En ces jours-là il me semble que le peuple oublie tout, la douleur et le travail; il devient pareil aux enfants. Pour les petits c'est un jour de congé, c'est l'horreur de l'école renvoyée à vingt-quatre heures. Pour les grands c'est un armistice conclu avec les puissances malfaisantes de la vie, un répit dans la contention et la lutte universelles.
L'homme du monde lui-même et l'homme occupé de travaux spirituels échappent difficilement à l'influence de ce jubilé populaire. Ils absorbent, sans le vouloir, leur part de cette atmosphère d'insouciance. Pour moi, je ne manque jamais, en vrai Parisien, de passer la revue de toutes les baraques qui se pavanent à ces époques solennelles.

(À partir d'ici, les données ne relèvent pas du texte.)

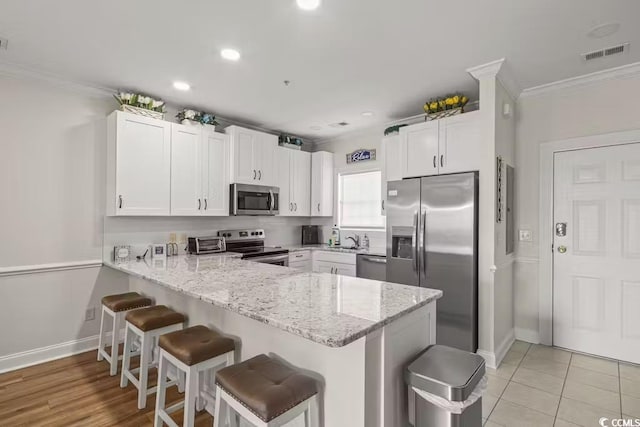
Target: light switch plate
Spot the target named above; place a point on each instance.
(525, 235)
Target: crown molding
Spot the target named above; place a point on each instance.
(500, 70)
(16, 71)
(624, 71)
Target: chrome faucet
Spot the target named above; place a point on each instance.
(356, 241)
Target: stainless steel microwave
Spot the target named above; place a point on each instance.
(253, 200)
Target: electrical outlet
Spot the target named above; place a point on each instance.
(525, 235)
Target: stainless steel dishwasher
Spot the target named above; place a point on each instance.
(372, 267)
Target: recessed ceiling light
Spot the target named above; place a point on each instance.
(308, 4)
(604, 30)
(181, 86)
(230, 54)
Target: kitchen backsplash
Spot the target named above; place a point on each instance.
(140, 232)
(377, 238)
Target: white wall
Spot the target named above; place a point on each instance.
(370, 139)
(597, 108)
(51, 187)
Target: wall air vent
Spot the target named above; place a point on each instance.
(339, 125)
(614, 50)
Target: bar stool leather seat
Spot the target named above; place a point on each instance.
(156, 317)
(126, 301)
(195, 344)
(265, 386)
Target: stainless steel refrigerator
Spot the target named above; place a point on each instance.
(432, 242)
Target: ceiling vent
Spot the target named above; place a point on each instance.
(614, 50)
(339, 125)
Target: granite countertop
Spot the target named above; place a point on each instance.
(329, 309)
(323, 247)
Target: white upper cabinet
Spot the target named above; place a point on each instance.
(321, 184)
(186, 170)
(420, 149)
(215, 173)
(199, 172)
(138, 165)
(294, 180)
(302, 183)
(253, 156)
(392, 161)
(460, 145)
(449, 145)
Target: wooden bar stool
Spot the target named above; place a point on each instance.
(194, 350)
(266, 393)
(147, 324)
(116, 306)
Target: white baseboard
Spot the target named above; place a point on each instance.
(40, 355)
(493, 359)
(528, 335)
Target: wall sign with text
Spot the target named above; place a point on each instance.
(361, 155)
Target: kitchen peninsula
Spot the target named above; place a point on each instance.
(354, 335)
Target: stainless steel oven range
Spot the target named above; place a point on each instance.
(250, 243)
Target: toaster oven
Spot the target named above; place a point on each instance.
(206, 245)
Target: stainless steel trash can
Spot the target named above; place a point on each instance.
(449, 374)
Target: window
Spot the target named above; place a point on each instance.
(359, 199)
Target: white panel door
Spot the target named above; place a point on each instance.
(597, 262)
(244, 156)
(420, 149)
(265, 152)
(460, 143)
(215, 174)
(186, 170)
(285, 196)
(143, 166)
(301, 182)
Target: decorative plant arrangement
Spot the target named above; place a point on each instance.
(290, 142)
(393, 129)
(187, 116)
(141, 104)
(445, 107)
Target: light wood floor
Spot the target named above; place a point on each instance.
(77, 391)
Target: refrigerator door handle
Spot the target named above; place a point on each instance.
(424, 242)
(414, 241)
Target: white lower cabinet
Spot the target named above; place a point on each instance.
(334, 263)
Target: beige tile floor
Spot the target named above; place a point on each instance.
(544, 386)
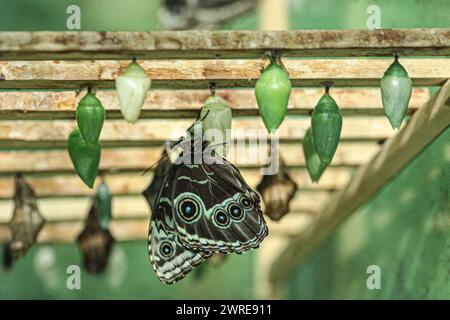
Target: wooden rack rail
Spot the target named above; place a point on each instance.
(42, 75)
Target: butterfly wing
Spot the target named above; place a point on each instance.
(214, 209)
(170, 259)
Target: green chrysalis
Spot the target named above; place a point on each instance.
(132, 87)
(216, 123)
(90, 117)
(272, 91)
(85, 158)
(103, 199)
(326, 124)
(396, 88)
(314, 165)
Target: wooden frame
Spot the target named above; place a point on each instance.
(221, 44)
(423, 128)
(48, 64)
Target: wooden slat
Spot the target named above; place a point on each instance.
(424, 127)
(70, 185)
(140, 159)
(128, 207)
(152, 133)
(198, 74)
(16, 105)
(221, 44)
(130, 229)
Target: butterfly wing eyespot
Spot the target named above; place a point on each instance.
(245, 202)
(188, 207)
(235, 211)
(221, 218)
(166, 249)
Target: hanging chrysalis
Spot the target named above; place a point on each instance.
(277, 192)
(90, 117)
(396, 88)
(103, 200)
(132, 87)
(314, 165)
(326, 124)
(95, 243)
(85, 158)
(26, 222)
(216, 122)
(272, 90)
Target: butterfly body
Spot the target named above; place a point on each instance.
(201, 207)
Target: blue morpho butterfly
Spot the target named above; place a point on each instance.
(199, 208)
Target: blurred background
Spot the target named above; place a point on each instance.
(404, 229)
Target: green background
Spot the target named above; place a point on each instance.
(405, 229)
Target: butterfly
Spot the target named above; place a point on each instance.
(199, 208)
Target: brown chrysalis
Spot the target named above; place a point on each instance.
(277, 191)
(27, 221)
(95, 243)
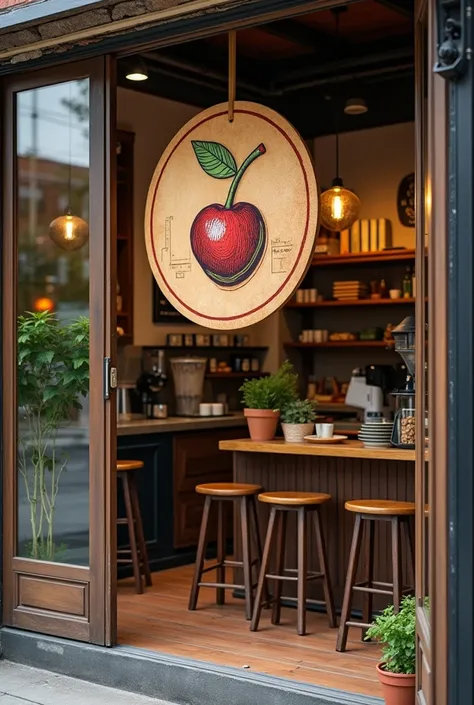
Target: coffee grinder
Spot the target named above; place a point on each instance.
(403, 434)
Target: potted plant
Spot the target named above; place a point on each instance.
(297, 420)
(396, 633)
(53, 374)
(263, 398)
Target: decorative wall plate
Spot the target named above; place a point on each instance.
(231, 216)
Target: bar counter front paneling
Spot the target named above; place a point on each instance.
(345, 471)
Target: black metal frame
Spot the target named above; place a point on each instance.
(461, 385)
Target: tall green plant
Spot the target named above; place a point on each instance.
(397, 634)
(53, 375)
(273, 392)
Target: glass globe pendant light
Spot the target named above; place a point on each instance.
(68, 231)
(339, 207)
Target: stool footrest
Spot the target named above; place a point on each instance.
(362, 625)
(229, 586)
(374, 591)
(309, 576)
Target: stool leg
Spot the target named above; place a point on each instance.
(367, 608)
(279, 565)
(202, 543)
(139, 529)
(246, 560)
(302, 571)
(324, 568)
(221, 546)
(258, 542)
(131, 533)
(407, 525)
(257, 610)
(350, 580)
(397, 564)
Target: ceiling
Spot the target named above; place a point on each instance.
(295, 66)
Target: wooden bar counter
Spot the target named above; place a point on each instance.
(345, 471)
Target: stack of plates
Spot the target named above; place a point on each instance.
(376, 434)
(349, 291)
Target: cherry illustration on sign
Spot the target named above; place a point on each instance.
(230, 240)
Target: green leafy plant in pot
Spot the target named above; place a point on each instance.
(263, 399)
(297, 420)
(53, 374)
(397, 635)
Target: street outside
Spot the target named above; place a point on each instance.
(21, 685)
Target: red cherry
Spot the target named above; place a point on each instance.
(228, 243)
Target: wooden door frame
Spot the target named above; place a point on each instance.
(96, 583)
(431, 213)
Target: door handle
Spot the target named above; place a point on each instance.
(110, 377)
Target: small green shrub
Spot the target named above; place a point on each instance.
(396, 633)
(273, 392)
(299, 411)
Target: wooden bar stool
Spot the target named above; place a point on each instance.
(371, 511)
(303, 503)
(244, 495)
(133, 519)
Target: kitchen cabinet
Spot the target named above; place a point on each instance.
(174, 463)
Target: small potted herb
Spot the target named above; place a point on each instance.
(263, 399)
(396, 633)
(297, 420)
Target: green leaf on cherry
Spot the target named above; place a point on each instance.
(215, 159)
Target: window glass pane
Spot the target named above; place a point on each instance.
(52, 178)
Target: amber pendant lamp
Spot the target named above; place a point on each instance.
(68, 231)
(339, 206)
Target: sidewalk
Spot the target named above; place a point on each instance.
(21, 685)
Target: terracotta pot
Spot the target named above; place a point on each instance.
(262, 423)
(397, 688)
(295, 432)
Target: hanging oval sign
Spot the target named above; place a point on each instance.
(406, 201)
(232, 215)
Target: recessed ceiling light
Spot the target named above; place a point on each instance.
(137, 71)
(355, 106)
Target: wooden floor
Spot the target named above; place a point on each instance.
(159, 620)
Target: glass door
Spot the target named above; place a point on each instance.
(431, 365)
(59, 424)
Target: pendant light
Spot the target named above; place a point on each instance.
(339, 206)
(69, 232)
(137, 71)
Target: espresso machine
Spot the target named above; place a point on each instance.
(403, 434)
(150, 386)
(365, 392)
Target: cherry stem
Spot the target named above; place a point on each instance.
(236, 180)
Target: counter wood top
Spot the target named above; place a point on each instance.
(174, 424)
(346, 449)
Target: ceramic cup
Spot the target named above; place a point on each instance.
(324, 430)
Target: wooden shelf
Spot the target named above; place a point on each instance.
(357, 302)
(364, 258)
(233, 349)
(235, 375)
(342, 344)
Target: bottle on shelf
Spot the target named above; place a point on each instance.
(407, 284)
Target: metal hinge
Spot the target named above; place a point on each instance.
(453, 47)
(110, 377)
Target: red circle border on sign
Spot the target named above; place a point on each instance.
(282, 286)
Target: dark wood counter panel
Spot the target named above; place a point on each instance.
(345, 472)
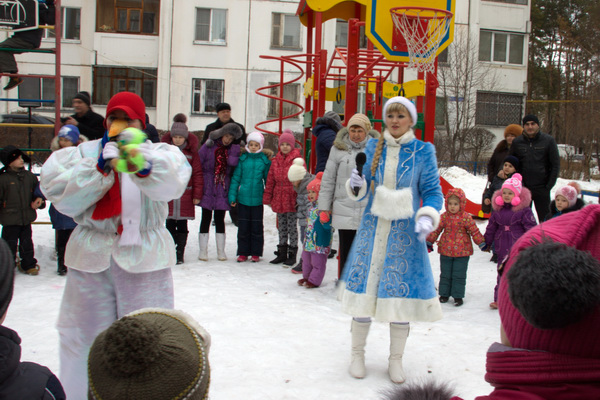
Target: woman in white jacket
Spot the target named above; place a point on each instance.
(333, 198)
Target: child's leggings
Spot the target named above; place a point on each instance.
(453, 276)
(287, 225)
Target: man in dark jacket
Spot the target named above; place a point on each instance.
(539, 163)
(29, 39)
(326, 129)
(89, 123)
(19, 380)
(223, 117)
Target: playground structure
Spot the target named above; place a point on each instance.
(402, 34)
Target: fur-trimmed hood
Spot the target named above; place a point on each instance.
(342, 139)
(525, 200)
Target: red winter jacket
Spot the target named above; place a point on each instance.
(279, 191)
(457, 230)
(183, 208)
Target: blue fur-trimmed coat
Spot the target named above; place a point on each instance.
(387, 273)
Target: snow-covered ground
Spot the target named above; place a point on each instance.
(275, 340)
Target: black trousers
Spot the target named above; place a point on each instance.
(21, 236)
(251, 238)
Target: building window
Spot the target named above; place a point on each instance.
(71, 19)
(498, 109)
(501, 47)
(211, 25)
(206, 94)
(285, 31)
(70, 87)
(341, 35)
(290, 92)
(128, 16)
(109, 81)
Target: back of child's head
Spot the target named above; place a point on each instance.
(179, 128)
(69, 132)
(514, 184)
(150, 354)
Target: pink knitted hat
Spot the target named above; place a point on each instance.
(515, 184)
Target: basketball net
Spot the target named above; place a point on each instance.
(423, 30)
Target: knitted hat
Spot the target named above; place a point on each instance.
(287, 137)
(223, 106)
(412, 110)
(550, 303)
(512, 160)
(70, 132)
(297, 170)
(85, 97)
(529, 118)
(130, 103)
(514, 130)
(179, 128)
(361, 120)
(7, 276)
(150, 354)
(255, 137)
(515, 184)
(10, 153)
(315, 184)
(568, 192)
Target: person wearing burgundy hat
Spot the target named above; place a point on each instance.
(120, 253)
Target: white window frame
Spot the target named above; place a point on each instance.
(211, 40)
(201, 94)
(278, 39)
(508, 45)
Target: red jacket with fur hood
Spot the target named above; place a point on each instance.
(457, 229)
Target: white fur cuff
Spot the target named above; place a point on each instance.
(431, 213)
(392, 204)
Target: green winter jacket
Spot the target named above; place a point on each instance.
(248, 181)
(16, 195)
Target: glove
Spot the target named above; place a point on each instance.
(355, 179)
(423, 227)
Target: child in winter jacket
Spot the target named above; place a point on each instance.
(281, 196)
(565, 201)
(300, 178)
(246, 191)
(317, 241)
(184, 208)
(512, 217)
(18, 203)
(455, 246)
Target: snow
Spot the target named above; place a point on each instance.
(275, 340)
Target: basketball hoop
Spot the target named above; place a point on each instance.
(423, 30)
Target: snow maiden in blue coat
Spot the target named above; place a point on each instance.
(387, 274)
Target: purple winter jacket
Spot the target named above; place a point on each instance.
(216, 197)
(508, 223)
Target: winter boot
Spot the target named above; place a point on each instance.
(291, 259)
(203, 244)
(281, 254)
(398, 335)
(359, 330)
(180, 242)
(220, 237)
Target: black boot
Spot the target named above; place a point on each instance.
(281, 254)
(292, 251)
(180, 242)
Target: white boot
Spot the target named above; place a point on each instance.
(203, 244)
(359, 330)
(398, 335)
(221, 247)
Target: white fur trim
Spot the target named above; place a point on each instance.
(429, 212)
(361, 193)
(392, 204)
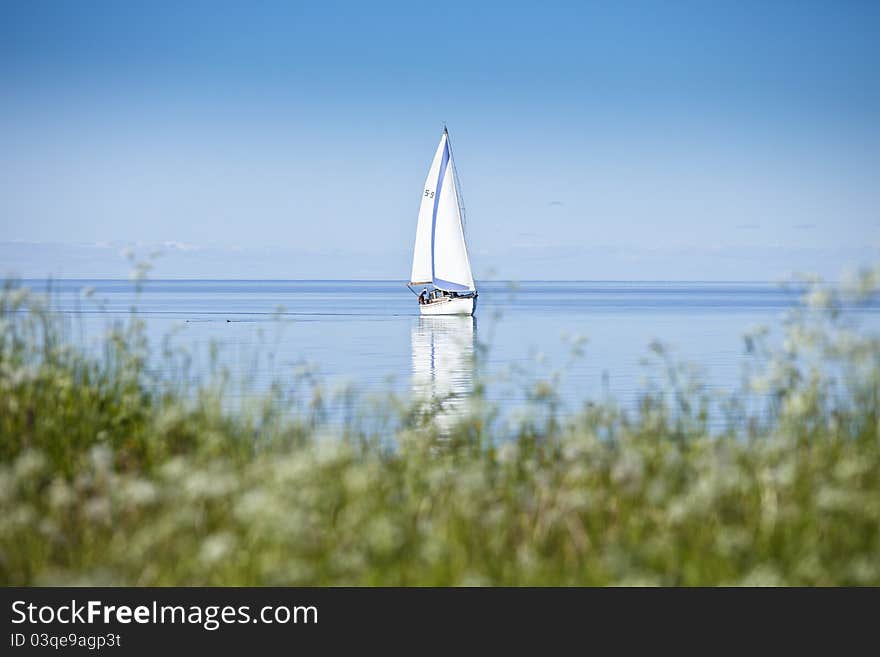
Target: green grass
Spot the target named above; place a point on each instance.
(110, 475)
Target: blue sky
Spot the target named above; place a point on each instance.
(642, 140)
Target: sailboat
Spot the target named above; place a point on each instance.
(440, 258)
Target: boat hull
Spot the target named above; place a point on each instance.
(457, 306)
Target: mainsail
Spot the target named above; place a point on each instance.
(440, 256)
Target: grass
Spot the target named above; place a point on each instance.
(110, 475)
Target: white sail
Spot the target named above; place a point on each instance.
(423, 259)
(440, 254)
(452, 267)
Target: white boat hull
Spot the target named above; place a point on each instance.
(458, 306)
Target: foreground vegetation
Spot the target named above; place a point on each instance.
(112, 475)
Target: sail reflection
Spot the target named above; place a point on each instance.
(443, 367)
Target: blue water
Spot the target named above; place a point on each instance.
(367, 335)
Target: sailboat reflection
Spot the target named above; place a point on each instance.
(443, 367)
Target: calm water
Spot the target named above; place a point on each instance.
(368, 334)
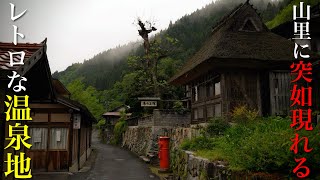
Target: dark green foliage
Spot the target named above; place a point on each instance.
(119, 129)
(216, 127)
(199, 143)
(261, 145)
(105, 69)
(120, 73)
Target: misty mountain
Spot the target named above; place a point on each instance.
(108, 67)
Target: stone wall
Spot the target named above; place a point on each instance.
(165, 118)
(185, 165)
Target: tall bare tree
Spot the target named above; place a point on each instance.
(151, 63)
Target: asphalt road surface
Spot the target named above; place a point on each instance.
(114, 163)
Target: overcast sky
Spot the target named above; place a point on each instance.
(79, 29)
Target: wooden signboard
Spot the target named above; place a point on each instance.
(149, 103)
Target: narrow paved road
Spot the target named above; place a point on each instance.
(114, 163)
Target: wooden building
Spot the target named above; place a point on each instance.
(286, 30)
(241, 63)
(56, 144)
(113, 116)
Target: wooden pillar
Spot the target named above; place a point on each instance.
(70, 154)
(259, 94)
(2, 126)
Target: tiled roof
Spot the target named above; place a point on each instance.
(32, 52)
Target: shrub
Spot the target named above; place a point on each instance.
(217, 126)
(260, 145)
(242, 114)
(198, 143)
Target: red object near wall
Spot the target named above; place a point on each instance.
(163, 154)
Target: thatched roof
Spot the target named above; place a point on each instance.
(231, 41)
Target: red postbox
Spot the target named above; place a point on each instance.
(163, 153)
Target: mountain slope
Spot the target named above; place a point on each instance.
(108, 67)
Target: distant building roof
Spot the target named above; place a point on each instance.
(77, 107)
(33, 52)
(240, 36)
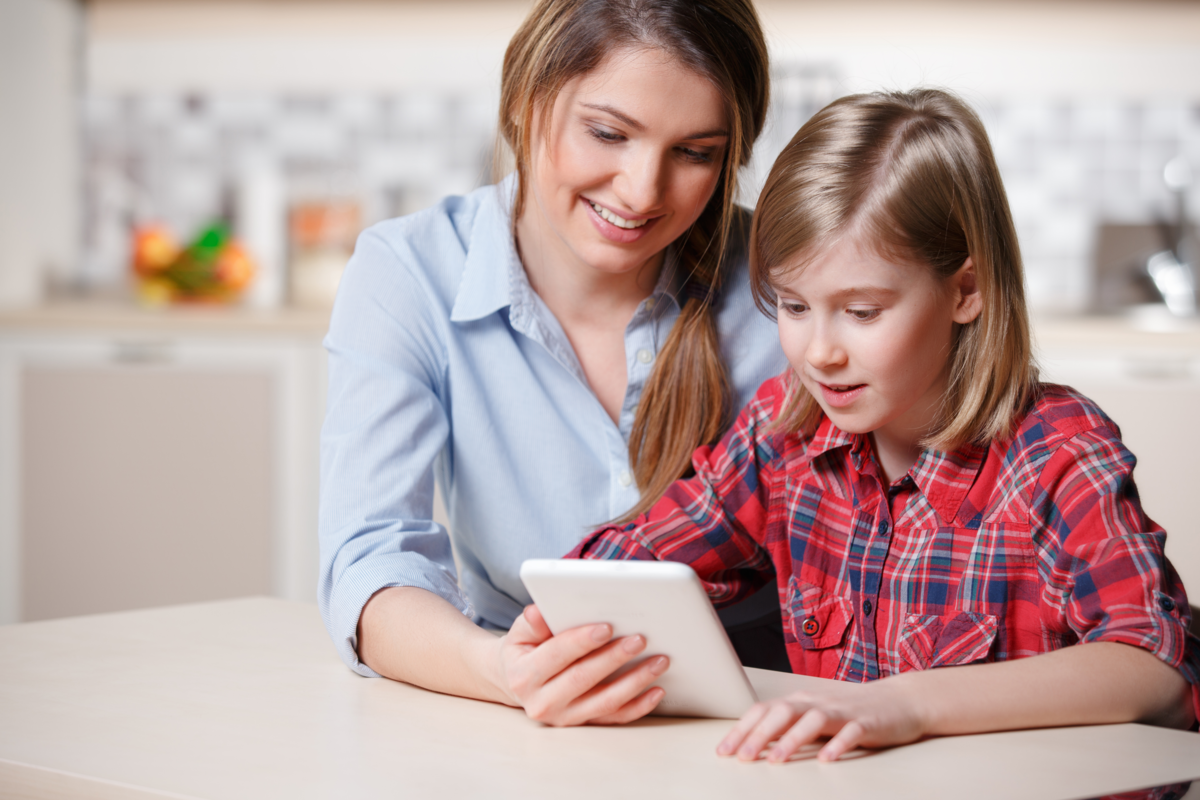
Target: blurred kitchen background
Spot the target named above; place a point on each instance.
(156, 452)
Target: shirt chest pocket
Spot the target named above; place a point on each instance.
(817, 619)
(929, 641)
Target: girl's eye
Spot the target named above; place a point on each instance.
(863, 314)
(792, 308)
(607, 137)
(695, 156)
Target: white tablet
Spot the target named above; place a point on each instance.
(665, 602)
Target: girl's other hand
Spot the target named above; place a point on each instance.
(564, 680)
(879, 714)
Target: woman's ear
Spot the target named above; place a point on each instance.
(967, 300)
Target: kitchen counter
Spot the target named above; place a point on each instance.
(246, 699)
(205, 319)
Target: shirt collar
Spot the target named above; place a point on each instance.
(945, 477)
(485, 289)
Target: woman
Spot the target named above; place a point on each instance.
(550, 350)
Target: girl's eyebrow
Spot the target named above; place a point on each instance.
(864, 292)
(640, 127)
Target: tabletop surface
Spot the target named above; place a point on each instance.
(246, 699)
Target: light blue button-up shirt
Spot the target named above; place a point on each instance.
(445, 365)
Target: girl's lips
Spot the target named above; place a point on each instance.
(615, 233)
(841, 395)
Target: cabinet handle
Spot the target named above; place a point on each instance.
(143, 352)
(1159, 368)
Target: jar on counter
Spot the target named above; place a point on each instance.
(322, 242)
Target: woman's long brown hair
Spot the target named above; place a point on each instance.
(687, 400)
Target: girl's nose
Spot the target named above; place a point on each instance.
(825, 352)
(642, 181)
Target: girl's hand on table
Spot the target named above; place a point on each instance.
(563, 680)
(879, 714)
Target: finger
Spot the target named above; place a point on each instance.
(778, 720)
(805, 729)
(635, 709)
(744, 726)
(532, 614)
(844, 741)
(609, 698)
(557, 654)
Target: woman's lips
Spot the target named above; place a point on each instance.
(841, 395)
(616, 233)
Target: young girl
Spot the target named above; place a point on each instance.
(919, 500)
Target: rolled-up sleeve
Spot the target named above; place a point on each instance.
(384, 431)
(1105, 575)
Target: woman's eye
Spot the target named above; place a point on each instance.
(863, 314)
(605, 136)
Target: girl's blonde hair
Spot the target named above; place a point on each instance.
(913, 175)
(687, 398)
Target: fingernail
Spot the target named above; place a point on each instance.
(634, 644)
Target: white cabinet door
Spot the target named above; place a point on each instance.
(1155, 397)
(141, 470)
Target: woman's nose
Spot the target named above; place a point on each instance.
(642, 181)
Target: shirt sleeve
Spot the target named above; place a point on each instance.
(1105, 575)
(384, 428)
(715, 522)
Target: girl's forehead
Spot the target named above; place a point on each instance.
(847, 265)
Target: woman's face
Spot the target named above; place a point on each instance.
(634, 151)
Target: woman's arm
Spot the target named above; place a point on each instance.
(1086, 684)
(414, 636)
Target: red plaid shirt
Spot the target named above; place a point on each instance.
(981, 554)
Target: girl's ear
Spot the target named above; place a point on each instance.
(967, 300)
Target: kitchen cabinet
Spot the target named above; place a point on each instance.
(1149, 382)
(149, 459)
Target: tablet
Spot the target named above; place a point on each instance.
(665, 602)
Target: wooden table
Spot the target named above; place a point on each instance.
(246, 699)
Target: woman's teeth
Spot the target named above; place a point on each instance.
(621, 222)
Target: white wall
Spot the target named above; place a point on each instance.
(985, 48)
(40, 64)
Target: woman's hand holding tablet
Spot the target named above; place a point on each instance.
(568, 679)
(659, 605)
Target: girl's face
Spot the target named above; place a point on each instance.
(870, 340)
(634, 152)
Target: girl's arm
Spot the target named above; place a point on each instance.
(1087, 684)
(414, 636)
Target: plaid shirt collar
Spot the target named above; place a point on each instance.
(943, 476)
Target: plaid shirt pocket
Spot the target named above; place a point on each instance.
(817, 619)
(930, 641)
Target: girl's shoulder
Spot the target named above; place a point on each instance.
(1059, 421)
(1059, 413)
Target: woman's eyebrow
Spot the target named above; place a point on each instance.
(640, 127)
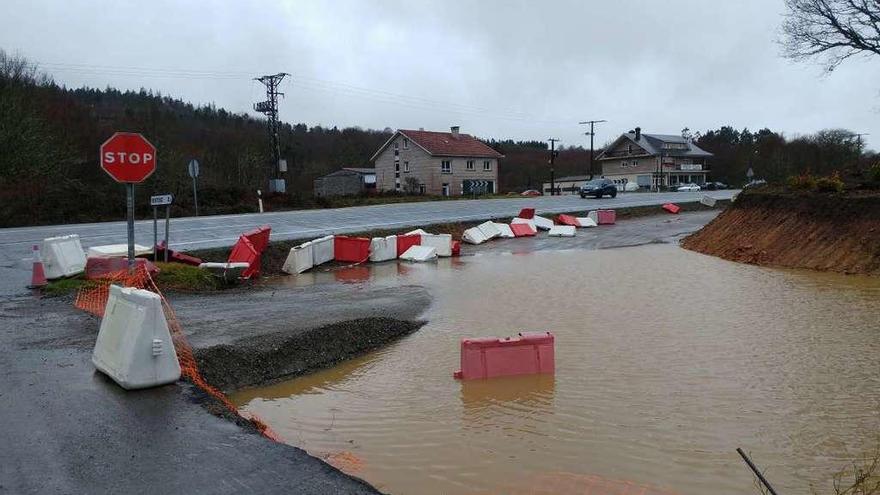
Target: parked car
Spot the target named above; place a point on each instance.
(688, 187)
(598, 188)
(755, 183)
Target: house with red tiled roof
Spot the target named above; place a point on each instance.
(441, 163)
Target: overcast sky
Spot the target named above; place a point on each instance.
(524, 70)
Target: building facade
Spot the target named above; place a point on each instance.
(438, 163)
(654, 160)
(346, 182)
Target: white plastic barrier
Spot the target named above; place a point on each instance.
(562, 231)
(299, 259)
(134, 347)
(506, 233)
(543, 223)
(529, 221)
(419, 253)
(474, 235)
(63, 256)
(383, 248)
(117, 251)
(586, 222)
(489, 230)
(442, 243)
(322, 250)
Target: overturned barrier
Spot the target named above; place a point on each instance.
(134, 346)
(671, 207)
(351, 249)
(419, 253)
(322, 250)
(407, 241)
(568, 220)
(489, 357)
(442, 243)
(506, 233)
(383, 248)
(562, 231)
(299, 259)
(523, 230)
(543, 223)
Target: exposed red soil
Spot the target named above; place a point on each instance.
(837, 233)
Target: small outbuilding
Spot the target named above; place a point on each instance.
(346, 182)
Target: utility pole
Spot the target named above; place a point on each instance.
(591, 134)
(270, 109)
(553, 154)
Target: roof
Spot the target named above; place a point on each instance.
(653, 145)
(445, 144)
(365, 171)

Elles se faisaient, en vérité, une concurrence formidable: elles piaillaient, beuglaient, hurlaient. C'était un mélange de cris, de détonations de cuivre et d'explosions de fusées. Les queues-rouges et les Jocrisses convulsaient les traits de leurs visages basanés, racornis par le vent, la pluie et le soleil; ils lançaient avec l'aplomb des comédiens sûrs de leurs effets, des bons mots et des plaisanteries d'un comique solide et lourd comme celui de Molière. Les Hercules, fiers de l'énormité de leurs membres, sans front et sans crâne, comme les orang-outangs, se prélassaient majestueusement sous les maillots lavés la veille pour la circonstance. Les danseuses, belles comme des fées ou des princesses, sautaient et cabriolaient sous le feu des lanternes qui remplissaient leurs jupes d'étincelles.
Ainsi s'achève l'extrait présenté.